Thomka, James R., Brett, Carlton E., Bantel, Thomas E., Young, Allison L., Bissett, Donald L.
Palaeogeography, palaeoclimatology, palaeoecology 2016 v.443 pp. 263-277
Echinodermata, fossils, sediments, Indiana
Diploporites, like most pelmatozoan echinoderms, are characterized by complex multi-element skeletons prone to complete disarticulation if left exposed for extended periods of time. Consequently, preservation of abundant articulated diploporite thecae is rare and generally restricted to environments where rapid burial events could catastrophically entomb individuals. One such environment is represented by the lower portion of the Wenlock-age Massie Formation at the New Point Stone quarry near Napoleon, southeastern Indiana, which we recognize as a Konservat-Lagerstätte. Yet, taphonomic evidence does not support live burial. Diploporites (Holocystites spp.) are dominantly preserved as intact thecae without any portions of brachioles and with damage (plate shifting and plate loss/plate jumbling) on one side. Post-mortem encrustation is common, but epibionts are typically present on the well-preserved sides of thecae. Geopetal sediment-fill of thecae shows that the well-preserved side commonly faced upward following burial.
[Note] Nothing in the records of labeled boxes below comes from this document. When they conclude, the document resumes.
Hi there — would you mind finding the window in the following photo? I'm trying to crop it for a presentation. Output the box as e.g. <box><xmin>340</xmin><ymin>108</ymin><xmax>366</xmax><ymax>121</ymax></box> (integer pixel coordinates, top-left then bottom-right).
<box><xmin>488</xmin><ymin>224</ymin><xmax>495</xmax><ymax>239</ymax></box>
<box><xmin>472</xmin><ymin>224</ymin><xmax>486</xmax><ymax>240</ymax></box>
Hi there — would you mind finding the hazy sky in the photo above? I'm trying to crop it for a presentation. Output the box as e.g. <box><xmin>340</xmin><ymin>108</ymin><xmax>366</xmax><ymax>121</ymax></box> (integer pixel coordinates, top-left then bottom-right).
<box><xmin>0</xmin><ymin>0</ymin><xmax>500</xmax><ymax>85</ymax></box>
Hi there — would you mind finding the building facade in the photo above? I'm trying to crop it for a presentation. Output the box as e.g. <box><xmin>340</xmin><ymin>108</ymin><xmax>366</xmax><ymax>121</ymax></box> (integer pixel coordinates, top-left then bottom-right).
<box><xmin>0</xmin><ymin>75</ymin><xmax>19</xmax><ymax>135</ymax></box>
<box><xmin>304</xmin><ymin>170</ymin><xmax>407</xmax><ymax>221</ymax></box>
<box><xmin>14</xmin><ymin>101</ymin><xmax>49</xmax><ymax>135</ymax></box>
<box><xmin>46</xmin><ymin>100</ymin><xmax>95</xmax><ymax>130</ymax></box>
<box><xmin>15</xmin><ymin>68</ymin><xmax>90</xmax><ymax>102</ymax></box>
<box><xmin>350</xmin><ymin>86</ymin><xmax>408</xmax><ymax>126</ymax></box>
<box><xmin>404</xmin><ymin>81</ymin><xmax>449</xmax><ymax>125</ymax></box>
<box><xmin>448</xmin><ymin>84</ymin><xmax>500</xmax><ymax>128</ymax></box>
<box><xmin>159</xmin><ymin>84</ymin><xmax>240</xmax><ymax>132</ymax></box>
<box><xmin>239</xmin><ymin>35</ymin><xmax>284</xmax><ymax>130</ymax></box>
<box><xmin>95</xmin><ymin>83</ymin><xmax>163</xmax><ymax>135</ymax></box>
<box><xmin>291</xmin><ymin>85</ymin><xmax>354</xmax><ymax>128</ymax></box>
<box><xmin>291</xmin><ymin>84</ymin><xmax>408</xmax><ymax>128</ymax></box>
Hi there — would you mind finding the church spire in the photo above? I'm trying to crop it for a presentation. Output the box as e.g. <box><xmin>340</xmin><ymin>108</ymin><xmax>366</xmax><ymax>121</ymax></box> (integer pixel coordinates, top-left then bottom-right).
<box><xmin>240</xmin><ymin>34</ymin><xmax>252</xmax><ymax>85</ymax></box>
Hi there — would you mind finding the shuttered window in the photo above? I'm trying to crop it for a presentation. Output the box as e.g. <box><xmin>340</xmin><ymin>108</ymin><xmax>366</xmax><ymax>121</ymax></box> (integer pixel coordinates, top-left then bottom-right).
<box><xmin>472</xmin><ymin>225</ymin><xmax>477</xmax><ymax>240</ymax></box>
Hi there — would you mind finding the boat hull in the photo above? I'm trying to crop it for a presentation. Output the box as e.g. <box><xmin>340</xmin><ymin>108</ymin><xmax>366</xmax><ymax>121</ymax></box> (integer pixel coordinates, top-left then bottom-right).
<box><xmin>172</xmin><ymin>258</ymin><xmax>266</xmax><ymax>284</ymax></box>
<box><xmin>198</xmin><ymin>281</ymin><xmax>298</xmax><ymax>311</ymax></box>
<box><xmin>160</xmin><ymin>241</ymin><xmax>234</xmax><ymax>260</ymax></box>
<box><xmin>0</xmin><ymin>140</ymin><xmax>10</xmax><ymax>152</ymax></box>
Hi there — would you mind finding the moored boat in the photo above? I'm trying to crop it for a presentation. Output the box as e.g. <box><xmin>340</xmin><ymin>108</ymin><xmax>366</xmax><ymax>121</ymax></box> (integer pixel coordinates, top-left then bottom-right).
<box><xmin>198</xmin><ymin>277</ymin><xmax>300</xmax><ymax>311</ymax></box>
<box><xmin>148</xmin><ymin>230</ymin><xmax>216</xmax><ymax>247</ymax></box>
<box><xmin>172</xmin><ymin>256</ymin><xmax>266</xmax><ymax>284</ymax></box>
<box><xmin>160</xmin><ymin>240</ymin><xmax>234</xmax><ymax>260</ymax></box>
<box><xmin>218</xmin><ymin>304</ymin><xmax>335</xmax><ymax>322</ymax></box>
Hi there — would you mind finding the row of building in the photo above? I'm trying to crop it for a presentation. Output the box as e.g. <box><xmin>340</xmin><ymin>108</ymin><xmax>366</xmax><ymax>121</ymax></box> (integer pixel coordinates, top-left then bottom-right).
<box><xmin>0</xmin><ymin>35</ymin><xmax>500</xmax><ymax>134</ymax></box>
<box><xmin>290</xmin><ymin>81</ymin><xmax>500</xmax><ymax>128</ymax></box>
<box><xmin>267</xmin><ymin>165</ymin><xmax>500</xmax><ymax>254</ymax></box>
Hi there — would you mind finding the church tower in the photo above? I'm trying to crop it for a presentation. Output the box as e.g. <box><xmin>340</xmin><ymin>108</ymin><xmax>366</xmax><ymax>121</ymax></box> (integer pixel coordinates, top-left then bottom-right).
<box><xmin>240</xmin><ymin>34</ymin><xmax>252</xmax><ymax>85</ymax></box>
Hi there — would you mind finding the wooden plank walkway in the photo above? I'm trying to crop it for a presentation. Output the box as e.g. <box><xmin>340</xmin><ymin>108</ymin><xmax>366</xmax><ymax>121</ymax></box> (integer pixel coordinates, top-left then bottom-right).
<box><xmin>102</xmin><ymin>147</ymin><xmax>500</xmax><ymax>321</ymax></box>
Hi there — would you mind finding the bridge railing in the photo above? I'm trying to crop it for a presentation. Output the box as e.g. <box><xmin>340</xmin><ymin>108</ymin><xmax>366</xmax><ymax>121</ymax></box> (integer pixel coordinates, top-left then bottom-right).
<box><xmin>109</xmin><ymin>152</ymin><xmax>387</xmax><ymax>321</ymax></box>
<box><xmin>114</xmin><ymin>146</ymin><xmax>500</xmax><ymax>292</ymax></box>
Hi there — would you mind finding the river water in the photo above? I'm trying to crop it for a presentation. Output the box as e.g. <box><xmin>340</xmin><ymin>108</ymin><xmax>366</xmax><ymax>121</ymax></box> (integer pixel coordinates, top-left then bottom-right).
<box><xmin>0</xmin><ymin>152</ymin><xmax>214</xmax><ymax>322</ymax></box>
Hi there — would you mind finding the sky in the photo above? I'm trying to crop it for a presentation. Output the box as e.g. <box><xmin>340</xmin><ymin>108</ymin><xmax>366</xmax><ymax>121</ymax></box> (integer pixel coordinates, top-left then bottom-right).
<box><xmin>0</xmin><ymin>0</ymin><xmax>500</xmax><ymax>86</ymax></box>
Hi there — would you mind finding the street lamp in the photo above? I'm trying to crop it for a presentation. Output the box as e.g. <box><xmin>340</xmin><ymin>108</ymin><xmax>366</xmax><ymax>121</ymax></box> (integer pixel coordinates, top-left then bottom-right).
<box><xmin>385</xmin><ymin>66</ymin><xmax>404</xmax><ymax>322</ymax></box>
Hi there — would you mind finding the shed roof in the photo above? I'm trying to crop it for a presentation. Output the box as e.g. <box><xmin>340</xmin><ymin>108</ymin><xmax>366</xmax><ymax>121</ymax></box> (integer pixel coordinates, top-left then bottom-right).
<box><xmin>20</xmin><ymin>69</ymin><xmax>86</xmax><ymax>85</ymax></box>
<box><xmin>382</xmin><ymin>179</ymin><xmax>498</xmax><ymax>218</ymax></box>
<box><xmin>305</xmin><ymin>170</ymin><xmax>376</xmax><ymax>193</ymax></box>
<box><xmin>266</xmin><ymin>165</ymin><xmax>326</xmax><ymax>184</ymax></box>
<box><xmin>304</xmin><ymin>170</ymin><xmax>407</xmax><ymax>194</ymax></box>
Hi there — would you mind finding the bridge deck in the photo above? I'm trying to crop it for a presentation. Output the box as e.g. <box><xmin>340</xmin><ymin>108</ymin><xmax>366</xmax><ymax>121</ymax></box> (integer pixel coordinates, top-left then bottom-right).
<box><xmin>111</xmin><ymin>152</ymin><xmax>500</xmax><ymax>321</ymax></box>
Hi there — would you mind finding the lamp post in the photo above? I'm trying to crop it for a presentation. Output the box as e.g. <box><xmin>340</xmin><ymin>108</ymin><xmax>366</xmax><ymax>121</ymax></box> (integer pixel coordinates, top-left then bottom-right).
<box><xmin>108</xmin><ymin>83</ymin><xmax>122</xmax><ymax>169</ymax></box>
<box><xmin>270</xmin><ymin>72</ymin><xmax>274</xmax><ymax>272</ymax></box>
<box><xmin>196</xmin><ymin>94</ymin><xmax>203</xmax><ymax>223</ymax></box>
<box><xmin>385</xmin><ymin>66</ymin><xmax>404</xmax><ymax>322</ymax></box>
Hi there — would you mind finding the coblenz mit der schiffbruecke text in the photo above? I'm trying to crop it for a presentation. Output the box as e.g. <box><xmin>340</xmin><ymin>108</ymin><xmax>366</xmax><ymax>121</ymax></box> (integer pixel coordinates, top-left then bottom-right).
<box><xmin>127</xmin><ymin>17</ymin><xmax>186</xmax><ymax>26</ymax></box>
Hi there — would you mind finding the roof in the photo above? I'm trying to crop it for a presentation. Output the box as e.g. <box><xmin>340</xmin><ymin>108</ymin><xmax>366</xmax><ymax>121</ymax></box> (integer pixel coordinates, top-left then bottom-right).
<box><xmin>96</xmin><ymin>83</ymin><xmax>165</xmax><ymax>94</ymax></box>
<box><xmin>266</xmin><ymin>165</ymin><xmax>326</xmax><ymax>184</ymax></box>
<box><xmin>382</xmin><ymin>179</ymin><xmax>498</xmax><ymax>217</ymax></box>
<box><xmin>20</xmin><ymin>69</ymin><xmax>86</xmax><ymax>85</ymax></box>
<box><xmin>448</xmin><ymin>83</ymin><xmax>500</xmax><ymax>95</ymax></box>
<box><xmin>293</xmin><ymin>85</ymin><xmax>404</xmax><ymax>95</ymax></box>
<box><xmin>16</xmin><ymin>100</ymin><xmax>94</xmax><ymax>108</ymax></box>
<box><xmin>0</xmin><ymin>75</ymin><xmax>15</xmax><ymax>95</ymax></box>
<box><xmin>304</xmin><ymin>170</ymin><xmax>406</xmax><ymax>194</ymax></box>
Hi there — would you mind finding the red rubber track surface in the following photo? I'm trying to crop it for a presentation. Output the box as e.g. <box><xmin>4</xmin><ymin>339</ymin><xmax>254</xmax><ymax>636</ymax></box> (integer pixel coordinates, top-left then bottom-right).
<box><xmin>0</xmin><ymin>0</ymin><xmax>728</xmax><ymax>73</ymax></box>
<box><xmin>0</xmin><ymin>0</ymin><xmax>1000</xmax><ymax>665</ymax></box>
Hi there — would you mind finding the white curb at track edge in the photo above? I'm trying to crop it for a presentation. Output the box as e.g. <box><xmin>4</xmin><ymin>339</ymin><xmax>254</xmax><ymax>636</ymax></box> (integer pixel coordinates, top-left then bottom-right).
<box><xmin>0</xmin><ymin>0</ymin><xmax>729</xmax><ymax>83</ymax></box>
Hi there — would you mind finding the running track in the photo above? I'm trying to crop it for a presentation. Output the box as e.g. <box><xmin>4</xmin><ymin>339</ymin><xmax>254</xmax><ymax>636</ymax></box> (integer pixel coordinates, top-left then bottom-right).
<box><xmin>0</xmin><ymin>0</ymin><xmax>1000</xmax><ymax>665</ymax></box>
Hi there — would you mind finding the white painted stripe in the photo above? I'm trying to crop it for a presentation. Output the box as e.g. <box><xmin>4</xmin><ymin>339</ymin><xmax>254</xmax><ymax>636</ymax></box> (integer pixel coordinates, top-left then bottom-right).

This taphonomic state is paradoxical, as burial of live diploporites would have resulted in preservation of complete individuals with no encrusters and only compaction-induced damage; rapid burial of diploporites following a short interval of exposure would have resulted in preservation similar to observed patterns, but with encrusters and geopetal infills indicating that the poorly preserved side faced up; and burial after extended exposure would have resulted in thorough disarticulation of thecae. Rather, a variable and, in some cases, complex taphonomic history is suggested for diploporites from the Napoleon quarry, with at least some individuals having experienced one or more brief episodes of exhumation prior to final burial. Early diagenetic cementation of initial theca-filling sediment is the most likely mechanism for keeping thecae intact during subsequent exposure.